Oireachtas Joint and Select Committees
Thursday, 12 November 2015
Joint Oireachtas Committee on Health and Children
Child and Infant Mental Health: Discussion
I welcome the presentations from the attendees. With regard to investment, we have been informed that €35 million extra has been invested each year, except for one year when €25 million was put in, over the past five years. That represents an increase next year of €165 million extra every year, as recruited people must be paid every year and introduced services must be provided every year. It is not as simple as having €35 million and giving another €35 million. There will have been €165 million put in after the last budget. Every time we ask questions on the number of people recruited, we are told there are difficulties relating to access. We want to recruit approximately 1,100 people into the area, including CAMHS. People have mentioned that some of the investment has gone into CAMHS so perhaps we can get a handle on what developments have taken place because of the investment.

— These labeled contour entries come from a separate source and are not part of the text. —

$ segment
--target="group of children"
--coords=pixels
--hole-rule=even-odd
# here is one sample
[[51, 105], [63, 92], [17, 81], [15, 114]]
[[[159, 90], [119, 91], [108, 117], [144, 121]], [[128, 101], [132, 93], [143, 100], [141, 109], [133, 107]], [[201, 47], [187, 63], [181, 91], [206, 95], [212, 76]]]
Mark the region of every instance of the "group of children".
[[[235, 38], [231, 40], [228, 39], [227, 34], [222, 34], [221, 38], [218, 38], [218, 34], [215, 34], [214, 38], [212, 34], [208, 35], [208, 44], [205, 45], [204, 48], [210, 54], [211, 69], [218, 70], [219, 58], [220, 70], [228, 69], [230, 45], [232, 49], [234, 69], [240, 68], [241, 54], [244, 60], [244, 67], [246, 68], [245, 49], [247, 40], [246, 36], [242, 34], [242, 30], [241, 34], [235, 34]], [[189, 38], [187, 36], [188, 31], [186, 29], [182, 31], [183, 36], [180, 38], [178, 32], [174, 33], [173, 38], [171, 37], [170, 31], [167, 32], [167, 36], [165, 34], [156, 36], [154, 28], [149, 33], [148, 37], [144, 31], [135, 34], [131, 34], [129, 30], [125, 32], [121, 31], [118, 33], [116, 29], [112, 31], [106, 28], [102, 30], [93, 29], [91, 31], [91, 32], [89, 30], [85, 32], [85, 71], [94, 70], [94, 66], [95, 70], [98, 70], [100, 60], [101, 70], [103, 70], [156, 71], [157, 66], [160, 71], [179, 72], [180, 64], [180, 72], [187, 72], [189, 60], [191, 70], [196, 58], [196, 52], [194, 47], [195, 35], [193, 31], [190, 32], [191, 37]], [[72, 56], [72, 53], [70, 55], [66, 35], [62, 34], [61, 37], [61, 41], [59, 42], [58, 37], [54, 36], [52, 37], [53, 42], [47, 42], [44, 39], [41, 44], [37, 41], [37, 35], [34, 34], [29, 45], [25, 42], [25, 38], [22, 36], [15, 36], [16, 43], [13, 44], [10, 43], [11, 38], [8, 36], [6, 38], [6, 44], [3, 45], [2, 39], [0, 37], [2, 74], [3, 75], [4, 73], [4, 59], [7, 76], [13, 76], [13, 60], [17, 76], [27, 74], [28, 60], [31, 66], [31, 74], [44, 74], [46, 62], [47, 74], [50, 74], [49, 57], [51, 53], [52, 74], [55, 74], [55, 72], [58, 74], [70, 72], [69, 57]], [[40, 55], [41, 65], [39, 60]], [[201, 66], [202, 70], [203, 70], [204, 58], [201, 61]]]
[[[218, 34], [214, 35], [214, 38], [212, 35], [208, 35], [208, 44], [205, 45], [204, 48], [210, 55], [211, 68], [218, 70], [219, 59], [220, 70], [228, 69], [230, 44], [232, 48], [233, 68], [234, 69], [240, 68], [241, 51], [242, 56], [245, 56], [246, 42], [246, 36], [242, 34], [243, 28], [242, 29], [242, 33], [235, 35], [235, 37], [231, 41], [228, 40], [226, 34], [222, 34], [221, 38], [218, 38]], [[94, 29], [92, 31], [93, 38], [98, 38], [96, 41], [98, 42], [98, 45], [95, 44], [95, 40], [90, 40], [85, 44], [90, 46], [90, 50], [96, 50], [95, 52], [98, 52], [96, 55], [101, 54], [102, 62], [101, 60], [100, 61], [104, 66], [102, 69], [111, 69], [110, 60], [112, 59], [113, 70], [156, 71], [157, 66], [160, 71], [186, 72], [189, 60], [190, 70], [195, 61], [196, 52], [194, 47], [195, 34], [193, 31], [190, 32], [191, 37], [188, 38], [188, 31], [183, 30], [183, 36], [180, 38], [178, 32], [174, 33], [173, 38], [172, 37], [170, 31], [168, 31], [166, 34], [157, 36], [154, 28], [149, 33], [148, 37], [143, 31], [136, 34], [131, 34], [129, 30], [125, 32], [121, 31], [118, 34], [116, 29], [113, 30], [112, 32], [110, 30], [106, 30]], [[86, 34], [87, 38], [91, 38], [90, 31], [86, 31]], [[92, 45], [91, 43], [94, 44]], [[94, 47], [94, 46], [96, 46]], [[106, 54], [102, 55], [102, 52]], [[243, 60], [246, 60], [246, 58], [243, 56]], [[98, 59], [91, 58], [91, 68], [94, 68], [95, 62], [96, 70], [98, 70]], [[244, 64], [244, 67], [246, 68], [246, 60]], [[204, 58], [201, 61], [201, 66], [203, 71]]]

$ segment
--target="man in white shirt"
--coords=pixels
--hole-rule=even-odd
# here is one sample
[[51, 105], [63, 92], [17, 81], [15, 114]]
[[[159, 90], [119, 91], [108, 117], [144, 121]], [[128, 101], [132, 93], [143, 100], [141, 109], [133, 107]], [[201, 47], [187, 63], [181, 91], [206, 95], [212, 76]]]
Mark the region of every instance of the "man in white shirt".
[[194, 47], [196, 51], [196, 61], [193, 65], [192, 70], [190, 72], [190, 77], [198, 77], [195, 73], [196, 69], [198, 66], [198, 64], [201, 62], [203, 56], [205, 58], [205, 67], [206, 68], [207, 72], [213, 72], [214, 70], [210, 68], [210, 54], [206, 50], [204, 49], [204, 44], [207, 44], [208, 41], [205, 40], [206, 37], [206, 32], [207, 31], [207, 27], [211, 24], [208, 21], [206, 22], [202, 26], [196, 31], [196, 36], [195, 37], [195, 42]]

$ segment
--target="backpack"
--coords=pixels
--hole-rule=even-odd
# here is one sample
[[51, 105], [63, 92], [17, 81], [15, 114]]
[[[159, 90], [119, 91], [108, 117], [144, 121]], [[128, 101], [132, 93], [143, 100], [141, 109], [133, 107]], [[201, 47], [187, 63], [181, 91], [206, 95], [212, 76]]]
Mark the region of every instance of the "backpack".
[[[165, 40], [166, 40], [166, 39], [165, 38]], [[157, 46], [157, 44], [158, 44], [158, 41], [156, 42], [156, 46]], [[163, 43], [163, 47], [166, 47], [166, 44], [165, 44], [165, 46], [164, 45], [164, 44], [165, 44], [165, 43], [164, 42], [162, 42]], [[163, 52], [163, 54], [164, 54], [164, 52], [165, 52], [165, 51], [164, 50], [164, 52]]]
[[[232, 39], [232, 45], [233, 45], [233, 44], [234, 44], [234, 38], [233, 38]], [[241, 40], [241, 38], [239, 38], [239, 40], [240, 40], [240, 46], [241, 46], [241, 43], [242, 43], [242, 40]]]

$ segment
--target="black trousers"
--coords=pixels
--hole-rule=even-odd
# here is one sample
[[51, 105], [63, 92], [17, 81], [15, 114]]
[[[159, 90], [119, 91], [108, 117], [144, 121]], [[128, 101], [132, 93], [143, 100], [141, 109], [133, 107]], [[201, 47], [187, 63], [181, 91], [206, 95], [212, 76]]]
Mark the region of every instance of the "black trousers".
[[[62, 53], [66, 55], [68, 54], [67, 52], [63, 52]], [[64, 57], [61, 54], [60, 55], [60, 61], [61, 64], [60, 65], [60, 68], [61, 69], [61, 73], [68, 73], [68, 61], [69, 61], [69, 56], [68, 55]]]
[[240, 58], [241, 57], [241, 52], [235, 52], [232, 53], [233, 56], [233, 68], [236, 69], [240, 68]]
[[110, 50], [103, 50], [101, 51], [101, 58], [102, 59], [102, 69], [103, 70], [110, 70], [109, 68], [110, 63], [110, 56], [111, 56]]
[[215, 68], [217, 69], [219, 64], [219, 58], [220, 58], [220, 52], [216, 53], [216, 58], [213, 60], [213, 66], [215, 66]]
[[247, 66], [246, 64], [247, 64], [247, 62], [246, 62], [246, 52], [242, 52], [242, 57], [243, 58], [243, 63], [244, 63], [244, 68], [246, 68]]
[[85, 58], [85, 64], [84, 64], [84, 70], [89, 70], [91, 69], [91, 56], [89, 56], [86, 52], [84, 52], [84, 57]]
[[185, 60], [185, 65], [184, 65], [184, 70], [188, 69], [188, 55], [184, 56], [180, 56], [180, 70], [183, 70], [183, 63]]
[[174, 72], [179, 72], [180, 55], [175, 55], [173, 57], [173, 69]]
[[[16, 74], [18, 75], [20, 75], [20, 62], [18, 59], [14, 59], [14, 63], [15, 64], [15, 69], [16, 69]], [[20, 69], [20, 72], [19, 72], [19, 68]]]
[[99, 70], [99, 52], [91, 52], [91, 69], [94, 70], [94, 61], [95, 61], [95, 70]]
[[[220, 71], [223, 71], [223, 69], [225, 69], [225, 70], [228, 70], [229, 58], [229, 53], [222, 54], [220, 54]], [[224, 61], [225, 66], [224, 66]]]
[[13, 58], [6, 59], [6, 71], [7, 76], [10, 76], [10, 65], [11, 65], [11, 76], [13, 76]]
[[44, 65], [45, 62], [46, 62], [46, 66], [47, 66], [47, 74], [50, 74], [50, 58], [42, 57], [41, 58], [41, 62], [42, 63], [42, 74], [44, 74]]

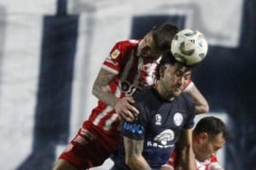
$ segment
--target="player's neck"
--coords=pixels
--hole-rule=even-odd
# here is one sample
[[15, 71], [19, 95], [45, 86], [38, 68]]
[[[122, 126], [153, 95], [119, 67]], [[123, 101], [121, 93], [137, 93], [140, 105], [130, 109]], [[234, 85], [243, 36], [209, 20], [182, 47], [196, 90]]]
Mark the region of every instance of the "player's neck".
[[155, 89], [158, 92], [158, 94], [165, 99], [170, 100], [170, 101], [174, 99], [173, 94], [170, 94], [160, 82], [158, 82], [155, 85]]

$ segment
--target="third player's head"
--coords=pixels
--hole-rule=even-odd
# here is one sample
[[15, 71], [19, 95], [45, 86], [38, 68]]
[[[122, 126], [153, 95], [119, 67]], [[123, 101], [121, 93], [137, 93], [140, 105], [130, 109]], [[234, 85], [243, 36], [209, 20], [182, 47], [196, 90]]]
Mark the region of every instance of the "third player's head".
[[191, 77], [192, 67], [176, 60], [171, 52], [162, 54], [157, 68], [157, 88], [166, 99], [177, 97]]
[[178, 27], [171, 23], [154, 26], [138, 45], [138, 54], [145, 60], [155, 60], [162, 53], [170, 50], [171, 42]]

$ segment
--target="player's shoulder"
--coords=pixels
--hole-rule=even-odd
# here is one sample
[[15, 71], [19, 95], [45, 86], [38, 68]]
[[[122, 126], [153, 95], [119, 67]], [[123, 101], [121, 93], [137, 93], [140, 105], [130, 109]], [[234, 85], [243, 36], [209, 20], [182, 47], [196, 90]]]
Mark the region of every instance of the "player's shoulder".
[[131, 39], [131, 40], [122, 40], [116, 42], [118, 47], [137, 47], [139, 42], [139, 40]]
[[183, 100], [184, 102], [190, 104], [190, 105], [194, 105], [194, 100], [191, 98], [191, 96], [189, 94], [188, 94], [187, 93], [182, 93], [178, 98], [178, 99]]
[[137, 90], [133, 94], [133, 98], [136, 100], [147, 100], [148, 99], [151, 99], [154, 95], [154, 89], [153, 87], [144, 88], [143, 90]]

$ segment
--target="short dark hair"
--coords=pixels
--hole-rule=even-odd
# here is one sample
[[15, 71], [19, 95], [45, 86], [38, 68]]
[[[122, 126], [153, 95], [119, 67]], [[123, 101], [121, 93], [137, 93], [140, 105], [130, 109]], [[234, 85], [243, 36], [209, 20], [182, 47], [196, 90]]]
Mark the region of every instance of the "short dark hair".
[[152, 31], [156, 48], [161, 51], [170, 50], [172, 40], [178, 30], [176, 25], [168, 22], [154, 26]]
[[195, 134], [200, 133], [207, 133], [212, 139], [214, 139], [218, 134], [222, 133], [225, 140], [229, 138], [229, 132], [224, 122], [215, 116], [206, 116], [201, 118], [193, 131]]
[[180, 63], [183, 65], [185, 65], [187, 67], [187, 70], [190, 70], [190, 69], [193, 69], [195, 65], [184, 65], [183, 63], [182, 62], [179, 62], [178, 60], [177, 60], [174, 56], [172, 55], [171, 50], [166, 52], [166, 53], [163, 53], [161, 54], [161, 60], [159, 63], [159, 65], [157, 65], [156, 69], [155, 69], [155, 76], [156, 76], [156, 79], [159, 80], [160, 79], [160, 68], [162, 66], [162, 65], [165, 65], [166, 64], [170, 64], [172, 65], [173, 65], [175, 63]]

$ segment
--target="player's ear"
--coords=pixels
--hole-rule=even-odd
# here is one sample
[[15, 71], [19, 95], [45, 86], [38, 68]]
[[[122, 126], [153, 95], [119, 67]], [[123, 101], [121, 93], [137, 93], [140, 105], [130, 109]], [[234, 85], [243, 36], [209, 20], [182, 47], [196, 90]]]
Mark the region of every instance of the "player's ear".
[[160, 70], [159, 70], [159, 75], [160, 77], [163, 77], [165, 75], [165, 70], [166, 69], [166, 65], [160, 65]]
[[206, 140], [207, 140], [207, 139], [208, 139], [207, 133], [200, 133], [198, 134], [198, 139], [200, 143], [205, 142]]

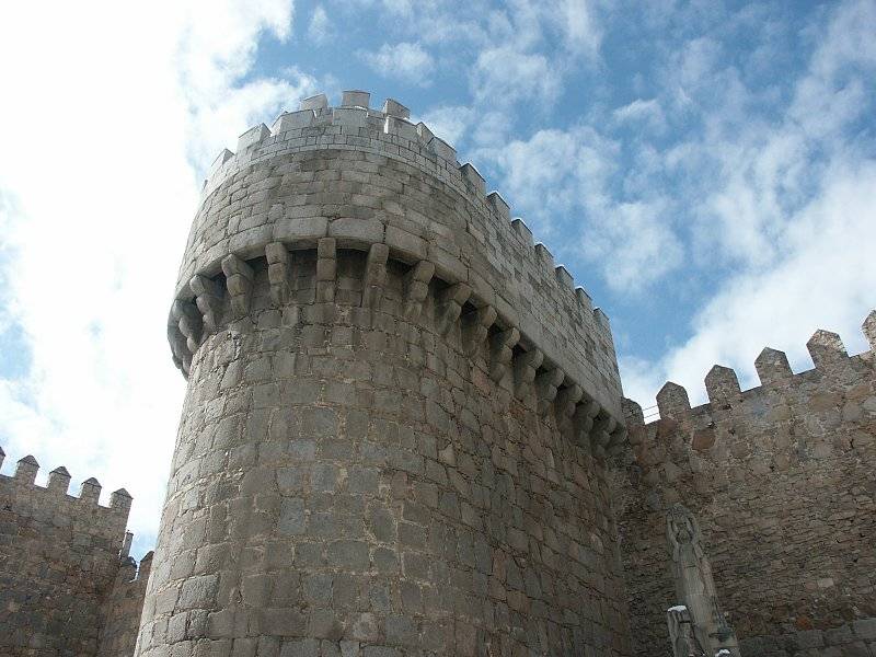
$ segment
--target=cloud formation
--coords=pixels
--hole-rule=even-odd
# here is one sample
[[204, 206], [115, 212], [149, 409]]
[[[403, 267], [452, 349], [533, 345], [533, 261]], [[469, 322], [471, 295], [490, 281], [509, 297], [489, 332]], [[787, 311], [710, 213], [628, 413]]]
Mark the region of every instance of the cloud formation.
[[383, 44], [377, 53], [362, 53], [361, 56], [383, 77], [395, 77], [419, 87], [431, 84], [435, 60], [417, 43]]
[[23, 127], [0, 157], [2, 322], [30, 351], [0, 379], [0, 445], [12, 460], [36, 454], [44, 476], [59, 464], [74, 482], [96, 475], [104, 502], [126, 487], [140, 552], [184, 391], [163, 326], [199, 173], [256, 117], [312, 91], [307, 76], [251, 74], [260, 35], [288, 38], [292, 10], [53, 3], [49, 22], [41, 3], [14, 20], [0, 10], [0, 56], [22, 62], [0, 71], [16, 99], [0, 120]]

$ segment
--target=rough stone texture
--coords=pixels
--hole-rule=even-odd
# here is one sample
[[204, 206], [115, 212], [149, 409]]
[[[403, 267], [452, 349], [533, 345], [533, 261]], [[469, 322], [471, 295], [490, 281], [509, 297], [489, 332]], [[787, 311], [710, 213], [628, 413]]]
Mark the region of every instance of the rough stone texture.
[[194, 355], [137, 654], [629, 654], [604, 461], [441, 334], [446, 284], [406, 319], [390, 260], [364, 308], [369, 257], [333, 246], [284, 304], [250, 260]]
[[[119, 558], [130, 496], [117, 491], [103, 507], [95, 480], [71, 497], [66, 469], [53, 471], [44, 488], [34, 484], [37, 468], [25, 457], [14, 476], [0, 475], [0, 655], [128, 657], [142, 590], [124, 609], [106, 602], [136, 570]], [[100, 644], [119, 623], [125, 637]]]
[[[648, 425], [625, 403], [631, 449], [619, 459], [618, 521], [636, 654], [668, 646], [664, 613], [676, 600], [664, 517], [676, 502], [700, 521], [742, 655], [872, 654], [874, 353], [849, 357], [827, 332], [809, 348], [818, 366], [798, 374], [764, 349], [763, 384], [745, 392], [731, 370], [714, 368], [710, 403], [695, 408], [667, 384], [661, 418]], [[853, 626], [861, 634], [842, 630]]]
[[122, 561], [113, 588], [101, 606], [103, 623], [97, 637], [97, 657], [130, 657], [140, 629], [146, 584], [152, 566], [152, 553], [140, 560]]
[[[300, 250], [324, 237], [364, 251], [383, 243], [392, 257], [428, 261], [437, 278], [469, 286], [475, 306], [493, 307], [500, 323], [517, 327], [525, 344], [622, 419], [606, 315], [592, 310], [586, 293], [575, 293], [565, 268], [533, 245], [522, 222], [509, 221], [498, 194], [484, 195], [471, 165], [460, 168], [452, 148], [428, 129], [381, 112], [322, 101], [302, 107], [315, 110], [280, 116], [269, 135], [247, 131], [261, 138], [242, 139], [245, 148], [217, 160], [189, 234], [177, 299], [189, 300], [192, 277], [217, 275], [231, 253], [249, 260], [264, 256], [272, 242]], [[191, 349], [174, 351], [183, 364], [191, 358]]]

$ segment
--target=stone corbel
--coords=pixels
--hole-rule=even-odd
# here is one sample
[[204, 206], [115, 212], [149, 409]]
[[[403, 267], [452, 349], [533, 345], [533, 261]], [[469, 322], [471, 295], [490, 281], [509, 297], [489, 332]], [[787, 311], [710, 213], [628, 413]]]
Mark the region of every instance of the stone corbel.
[[173, 313], [173, 319], [176, 320], [176, 325], [180, 327], [180, 333], [185, 337], [188, 350], [194, 354], [200, 346], [200, 334], [204, 328], [204, 322], [197, 307], [191, 301], [180, 301], [177, 299], [173, 302], [171, 312]]
[[383, 288], [387, 285], [387, 261], [389, 256], [389, 246], [385, 244], [371, 244], [371, 249], [368, 251], [368, 261], [365, 265], [362, 308], [380, 308]]
[[462, 318], [462, 351], [466, 356], [477, 353], [495, 321], [496, 310], [492, 306], [484, 306], [465, 313]]
[[219, 327], [222, 319], [222, 289], [218, 283], [200, 274], [195, 274], [188, 281], [195, 293], [195, 304], [204, 319], [204, 330], [212, 333]]
[[593, 418], [599, 410], [599, 404], [593, 400], [585, 401], [575, 408], [572, 422], [575, 427], [576, 442], [581, 447], [588, 447], [590, 443], [590, 430], [593, 428]]
[[554, 404], [557, 419], [563, 422], [575, 415], [575, 408], [583, 396], [584, 389], [577, 383], [561, 390], [556, 395], [556, 403]]
[[514, 346], [520, 342], [520, 332], [517, 328], [500, 331], [489, 339], [489, 378], [496, 383], [502, 381], [511, 362]]
[[451, 285], [441, 293], [438, 306], [438, 332], [447, 335], [462, 313], [462, 304], [472, 296], [472, 288], [464, 283]]
[[535, 377], [535, 396], [538, 399], [539, 413], [542, 415], [548, 413], [554, 399], [556, 399], [556, 389], [560, 388], [565, 378], [565, 372], [558, 367]]
[[250, 312], [253, 296], [253, 268], [233, 253], [222, 258], [222, 272], [231, 297], [231, 311], [240, 319]]
[[535, 370], [541, 367], [543, 360], [544, 354], [537, 348], [522, 351], [514, 358], [514, 393], [519, 399], [525, 399], [531, 391]]
[[322, 238], [316, 242], [316, 302], [335, 300], [337, 279], [337, 244], [334, 238]]
[[267, 258], [270, 300], [277, 306], [285, 306], [289, 301], [289, 278], [292, 273], [289, 250], [283, 242], [272, 242], [265, 246], [265, 258]]

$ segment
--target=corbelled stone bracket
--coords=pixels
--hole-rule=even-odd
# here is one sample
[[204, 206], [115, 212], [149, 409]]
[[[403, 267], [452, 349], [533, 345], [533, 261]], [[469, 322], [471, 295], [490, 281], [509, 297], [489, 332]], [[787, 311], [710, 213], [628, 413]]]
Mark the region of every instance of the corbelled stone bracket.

There is a difficulty in that beds are vacant while children are in adult facilities. It is a real difficulty. I come from Limerick and if somebody there needs child inpatient care, the family must go outside the area. Parents are often inclined to say that they want to visit their child every day and cannot do it if the child is in Dublin, Cork or Galway. The same applies for Donegal. How does somebody in Donegal visit a child of four, five, six, eight, ten or 12 in a hospital when a parent feels his or her presence is very important to the child's recovery because of their relationship?
The witnesses spoke about out-of-hours services but going back ten years, there were no out-of-hours services for anybody. There is a level of service now. Is it still confined to 8 a.m. to 5 p.m. on weekdays? There are certain areas that have expanded the service to weekends. What level of out-of-hours services are there now for child and adolescent psychiatric services? With regard to self-harm, we know the largest cohort of females is in those aged 15 to 20, and for men it is for those aged between 20 and 25. It is a young person's issue. Each year, there are approximately 1,100 admissions to accident and emergency services related to this. Two eminent people are involved in the area, Professor Ella Arensman, president of the International Association for Suicide Prevention and director of the National Suicide Research Foundation in Cork and Professor Keith Hawton in Oxford, and they have stated that for every person who attends a psychiatric unit having self-harmed, there are at least eight who do not attend. Those people either go to their doctor or, because of stigma, which is another issue, conceal it within the family. Some do not even report it. If we are to extrapolate from those expert figures, it means more than 60,000 people of all ages are self-harming every year although it is predominantly a young person's issue.
We are still severely under-resourced in mental health services, going back decades or perhaps centuries. We still have less than 6% of the total health budget going to mental health services. England and Scotland put 13% of the budget into these services and Wales puts in 18% of its budget. We have a big hill to climb in providing proper mental health services for children and adults in this country.